The EU’s LNG imports last year were equivalent to 137 billion cubic meters worth of natural gas, which is roughly the 140 billion cm of pipeline gas it received from Russia in 2021. However, analysts warn that Europe will need Importing more LNG in 2023 starts the year largely devoid of Russian pipelines, as Moscow has moved to halt supplies.

Meanwhile, China has also abandoned its no-Covid rules, which analysts predict will revive LNG demand — though not to the level of 2021, as Beijing has deployed massive amounts of renewable energy and is building up its domestic gas supplies. .

Bar graph of the percentage of total LNG imports by percentage of global volumes

LNG now makes up about 35 percent of Europe’s gas supply, up from 20 percent last year, according to data from think-tank Bruegel.
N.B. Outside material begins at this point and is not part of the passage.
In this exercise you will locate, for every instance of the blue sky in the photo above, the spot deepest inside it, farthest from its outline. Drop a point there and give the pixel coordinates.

The International Energy Agency warned in December that the European Union could face a potential gas supply-demand gap of 27 billion cm2 in 2023 in a scenario in which gas shipments through Russian pipelines drop to zero and China’s LNG imports rebound to 2021 levels.

The IEA said improvements in energy efficiency and the rapid development of renewable energy would help bridge the gap. These shifts will be necessary “to meet the conditions for refilling gas storage levels to 95 percent and to maintain the security of gas supplies until spring 2024 without undue pressure on European markets and consumers.”